How to build probability mass function in python

How can I create a histogram that shows the probability distribution given by an array of numbers x from 0-1? I expect each bar to be <= 1 and that if I sum the y values ​​of each bar, they should add up to 1.

For example, if x = [.2, .2, .8], then I expect a graph showing 2 bars, one at .2 with a height of .66, one at 0.8 with a height of .33.

I tried:

matplotlib.pyplot.hist(x, bins=50, normed=True) 

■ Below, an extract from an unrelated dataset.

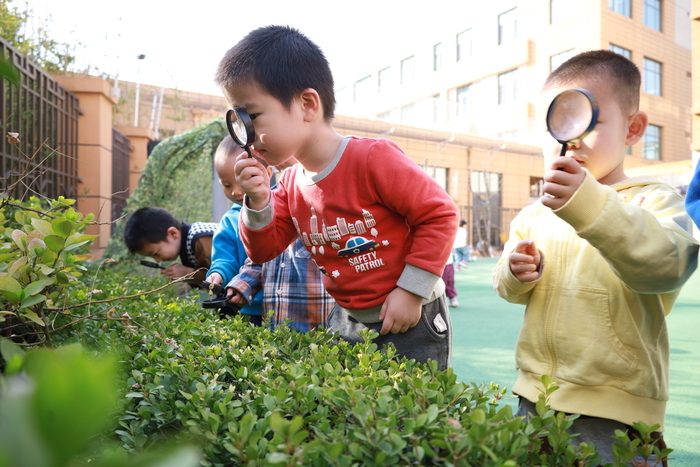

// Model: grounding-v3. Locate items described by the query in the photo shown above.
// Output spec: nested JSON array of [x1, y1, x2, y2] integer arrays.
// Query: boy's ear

which gives me a histogram with bars that go above 1. I am not saying what is wrong, as this is what the normal parameter will do according to the documentation, but it does not show the probability.

I also tried:

 counts, bins = numpy.histogram(x, bins=50, density=True) bins = bins[:-1] + (bins[1] - bins[0])/2 matplotlib.pyplot.bar(bins, counts, 1.0/50) 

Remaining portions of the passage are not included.